Speaking up for those who can’t

Published: 14 December 2016 Ezine

Author: Charlotte Beardmore, director of professional policy

A heartbroken father publicly shared a photograph of his four-year-old daughter visibly suffering the pain of her final days with stage four neuroblastoma.

Professional photographer Andy Whelan took the image of Jessica when he and his wife could offer their daughter no further comfort.

It was a heartrending, brave and, for a few, controversial thing to do. For Jessica’s parents it was a way to share the ‘true face’ of childhood cancer and raise awareness of it.

Since its publication, the photo has moved thousands of people around the world to send the family messages of support.

It has prompted people to volunteer, give blood and make donations. Such is the power of social media.

Alongside this, a petition which calls on the government to increase its funding for childhood cancer research, testing and care has now gathered many more signatures. (It was debated in Parliament on 27 November.)

Conversations taking place on social media sites such as Facebook and Twitter back the notion that the government is not investing enough in childhood cancer research and care.

Online discussions also show that there is a long way to go when it comes to raising the profile of those who care for, and advocate on behalf of, children with cancer.

Just days after Jessica’s photo was released, radiographers celebrated World Radiography Day by setting up stalls in their place of work, organising events and fundraising for charity.

This was our opportunity to shine a light on our work, on our profession, and engage with those who have little or no understanding of what we do.

But can we do more?

The message that we as healthcare professionals need to send, not just in November but all year round, is that we are on our patients’ side.

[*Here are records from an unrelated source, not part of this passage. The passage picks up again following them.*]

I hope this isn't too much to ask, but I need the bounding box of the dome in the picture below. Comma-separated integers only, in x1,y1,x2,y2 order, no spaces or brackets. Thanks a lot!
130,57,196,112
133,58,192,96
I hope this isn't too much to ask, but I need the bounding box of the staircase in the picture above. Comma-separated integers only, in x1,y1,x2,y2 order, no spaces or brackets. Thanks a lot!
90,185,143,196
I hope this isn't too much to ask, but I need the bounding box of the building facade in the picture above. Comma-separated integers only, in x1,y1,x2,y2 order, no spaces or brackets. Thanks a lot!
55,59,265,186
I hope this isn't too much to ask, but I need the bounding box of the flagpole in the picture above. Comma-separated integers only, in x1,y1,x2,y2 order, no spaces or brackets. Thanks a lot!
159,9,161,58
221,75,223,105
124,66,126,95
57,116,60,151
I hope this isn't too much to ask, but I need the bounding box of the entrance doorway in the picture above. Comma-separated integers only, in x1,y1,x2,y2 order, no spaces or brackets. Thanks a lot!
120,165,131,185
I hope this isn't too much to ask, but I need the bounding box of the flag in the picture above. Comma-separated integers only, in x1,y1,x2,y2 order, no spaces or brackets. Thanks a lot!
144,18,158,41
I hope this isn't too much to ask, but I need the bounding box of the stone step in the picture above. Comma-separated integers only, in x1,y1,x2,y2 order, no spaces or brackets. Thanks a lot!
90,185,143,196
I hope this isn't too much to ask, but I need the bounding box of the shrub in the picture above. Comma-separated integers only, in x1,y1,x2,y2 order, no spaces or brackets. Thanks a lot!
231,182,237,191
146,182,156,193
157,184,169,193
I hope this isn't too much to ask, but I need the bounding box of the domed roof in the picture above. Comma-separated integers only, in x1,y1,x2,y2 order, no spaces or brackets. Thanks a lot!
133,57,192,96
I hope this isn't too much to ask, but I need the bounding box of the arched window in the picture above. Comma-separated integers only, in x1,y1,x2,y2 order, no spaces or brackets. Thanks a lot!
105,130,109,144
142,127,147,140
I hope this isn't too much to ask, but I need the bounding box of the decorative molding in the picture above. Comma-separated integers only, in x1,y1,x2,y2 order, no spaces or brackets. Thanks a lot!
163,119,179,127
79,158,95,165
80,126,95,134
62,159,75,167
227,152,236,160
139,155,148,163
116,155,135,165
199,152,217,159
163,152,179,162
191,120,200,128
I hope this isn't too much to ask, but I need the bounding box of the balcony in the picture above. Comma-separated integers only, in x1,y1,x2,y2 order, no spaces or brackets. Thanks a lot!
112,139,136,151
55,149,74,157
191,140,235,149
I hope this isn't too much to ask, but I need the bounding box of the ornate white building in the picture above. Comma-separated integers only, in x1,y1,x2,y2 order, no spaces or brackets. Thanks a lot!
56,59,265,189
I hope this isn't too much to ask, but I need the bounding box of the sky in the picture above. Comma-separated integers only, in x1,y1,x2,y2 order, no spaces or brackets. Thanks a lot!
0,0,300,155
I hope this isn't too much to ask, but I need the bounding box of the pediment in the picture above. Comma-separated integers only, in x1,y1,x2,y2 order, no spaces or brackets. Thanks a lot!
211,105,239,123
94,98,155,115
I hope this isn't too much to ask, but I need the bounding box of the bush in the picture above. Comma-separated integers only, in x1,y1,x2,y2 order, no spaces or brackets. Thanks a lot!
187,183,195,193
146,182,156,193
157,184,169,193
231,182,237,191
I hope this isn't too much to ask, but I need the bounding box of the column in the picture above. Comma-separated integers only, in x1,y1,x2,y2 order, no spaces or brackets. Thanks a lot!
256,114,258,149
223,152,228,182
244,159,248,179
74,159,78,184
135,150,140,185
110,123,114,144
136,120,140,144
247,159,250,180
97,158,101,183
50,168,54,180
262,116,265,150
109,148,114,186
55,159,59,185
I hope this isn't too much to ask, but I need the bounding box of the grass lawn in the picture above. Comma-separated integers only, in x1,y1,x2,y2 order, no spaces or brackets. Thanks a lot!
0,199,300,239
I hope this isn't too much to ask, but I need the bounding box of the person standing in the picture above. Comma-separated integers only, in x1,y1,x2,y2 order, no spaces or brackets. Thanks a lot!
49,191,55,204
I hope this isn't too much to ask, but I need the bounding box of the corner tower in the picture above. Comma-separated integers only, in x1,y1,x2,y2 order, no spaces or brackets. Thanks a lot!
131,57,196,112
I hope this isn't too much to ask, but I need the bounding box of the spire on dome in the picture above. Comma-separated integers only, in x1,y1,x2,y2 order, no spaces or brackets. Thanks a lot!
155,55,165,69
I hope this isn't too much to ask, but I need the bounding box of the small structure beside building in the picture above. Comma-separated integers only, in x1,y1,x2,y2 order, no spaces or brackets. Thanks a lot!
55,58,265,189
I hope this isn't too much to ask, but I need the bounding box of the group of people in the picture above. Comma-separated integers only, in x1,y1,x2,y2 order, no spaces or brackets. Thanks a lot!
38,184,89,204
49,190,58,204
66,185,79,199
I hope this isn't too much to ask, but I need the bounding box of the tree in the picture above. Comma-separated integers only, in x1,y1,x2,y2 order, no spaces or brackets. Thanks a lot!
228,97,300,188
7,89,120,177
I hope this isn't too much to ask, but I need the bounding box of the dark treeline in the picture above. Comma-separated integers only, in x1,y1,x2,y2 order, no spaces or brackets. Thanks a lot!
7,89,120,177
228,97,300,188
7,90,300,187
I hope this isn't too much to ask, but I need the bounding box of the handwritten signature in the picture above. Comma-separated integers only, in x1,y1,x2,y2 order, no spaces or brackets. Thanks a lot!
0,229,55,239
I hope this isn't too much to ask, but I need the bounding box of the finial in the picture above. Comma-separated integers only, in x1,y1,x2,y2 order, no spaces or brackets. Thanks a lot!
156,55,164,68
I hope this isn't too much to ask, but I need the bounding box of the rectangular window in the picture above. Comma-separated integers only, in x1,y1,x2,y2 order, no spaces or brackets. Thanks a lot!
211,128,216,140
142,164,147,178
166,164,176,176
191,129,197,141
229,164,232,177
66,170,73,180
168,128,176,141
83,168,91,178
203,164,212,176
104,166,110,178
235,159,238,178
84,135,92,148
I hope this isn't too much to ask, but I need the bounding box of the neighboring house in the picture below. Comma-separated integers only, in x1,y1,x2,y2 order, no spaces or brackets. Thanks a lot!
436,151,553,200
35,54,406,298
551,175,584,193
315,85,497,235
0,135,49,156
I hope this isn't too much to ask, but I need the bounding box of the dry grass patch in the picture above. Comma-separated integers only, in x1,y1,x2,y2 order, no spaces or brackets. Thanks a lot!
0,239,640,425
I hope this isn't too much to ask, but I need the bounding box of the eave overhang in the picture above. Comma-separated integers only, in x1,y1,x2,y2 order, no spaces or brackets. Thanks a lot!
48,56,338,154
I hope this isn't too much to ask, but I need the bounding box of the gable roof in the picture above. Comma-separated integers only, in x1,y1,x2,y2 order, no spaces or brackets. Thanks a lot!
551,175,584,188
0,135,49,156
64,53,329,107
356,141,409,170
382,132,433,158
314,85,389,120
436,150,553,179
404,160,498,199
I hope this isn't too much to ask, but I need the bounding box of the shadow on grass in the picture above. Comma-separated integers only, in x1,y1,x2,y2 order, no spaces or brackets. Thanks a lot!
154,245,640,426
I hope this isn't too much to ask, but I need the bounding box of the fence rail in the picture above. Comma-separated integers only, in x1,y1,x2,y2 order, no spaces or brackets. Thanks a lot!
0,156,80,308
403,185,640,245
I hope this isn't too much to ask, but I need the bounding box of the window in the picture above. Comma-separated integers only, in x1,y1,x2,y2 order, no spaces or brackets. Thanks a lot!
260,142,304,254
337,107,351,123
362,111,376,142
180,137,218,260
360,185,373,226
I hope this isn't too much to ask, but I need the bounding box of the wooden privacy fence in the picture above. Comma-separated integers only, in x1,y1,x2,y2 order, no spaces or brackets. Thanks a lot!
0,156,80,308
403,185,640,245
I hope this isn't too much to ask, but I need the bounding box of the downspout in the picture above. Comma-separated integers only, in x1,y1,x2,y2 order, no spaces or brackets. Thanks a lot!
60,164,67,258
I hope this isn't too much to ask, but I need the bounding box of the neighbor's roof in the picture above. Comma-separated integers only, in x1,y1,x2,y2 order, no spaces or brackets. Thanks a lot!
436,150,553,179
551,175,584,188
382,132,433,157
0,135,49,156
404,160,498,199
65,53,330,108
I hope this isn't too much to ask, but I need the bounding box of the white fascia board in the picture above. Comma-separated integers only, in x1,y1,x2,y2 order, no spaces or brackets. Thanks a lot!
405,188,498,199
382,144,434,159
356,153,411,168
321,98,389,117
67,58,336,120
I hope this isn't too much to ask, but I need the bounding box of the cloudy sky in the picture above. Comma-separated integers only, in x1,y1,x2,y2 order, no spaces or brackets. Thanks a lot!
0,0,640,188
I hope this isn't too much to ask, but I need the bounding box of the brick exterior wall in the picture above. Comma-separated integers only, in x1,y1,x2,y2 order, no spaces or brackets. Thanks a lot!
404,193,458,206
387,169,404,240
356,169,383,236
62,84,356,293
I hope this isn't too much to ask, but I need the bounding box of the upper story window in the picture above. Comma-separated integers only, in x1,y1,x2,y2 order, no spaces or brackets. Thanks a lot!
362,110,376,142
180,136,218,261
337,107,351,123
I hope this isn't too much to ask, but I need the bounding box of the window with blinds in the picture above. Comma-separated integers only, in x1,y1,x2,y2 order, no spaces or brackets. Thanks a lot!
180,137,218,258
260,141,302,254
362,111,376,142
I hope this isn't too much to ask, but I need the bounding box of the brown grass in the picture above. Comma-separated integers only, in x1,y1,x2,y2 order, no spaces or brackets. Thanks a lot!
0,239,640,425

We are here not only to care for them through diagnosis and treatment, but to speak up on their behalf, at all levels, to demand that their care is the very best it can be.

This is a role we take very seriously at the SCoR.

We will not falter in our mission to push for more and better research.

We will not stay quiet when the levels of investment in healthcare and education fall short.

We will continue to play a significant role in building a strong evidence-base, sharing and promoting best practice, and setting and raising standards.

All of the SCoR’s work, all the meetings we attend, and all the projects we pursue, have you, your patients and their families at the core.

I’m deeply proud of our profession and the work we do.

And, like you, I will continue to do all I can for those who stare the devastating realities of injury, illness and disease in the face.

Jessica Whelan passed away on 20 November.

Her father wrote: “She passed peacefully and calmly with not even a murmur. Thank you to everyone of you who has shared and has been a part of our journey. I ask now for privacy for us and our family as we mourn the loss of our beautiful princess.”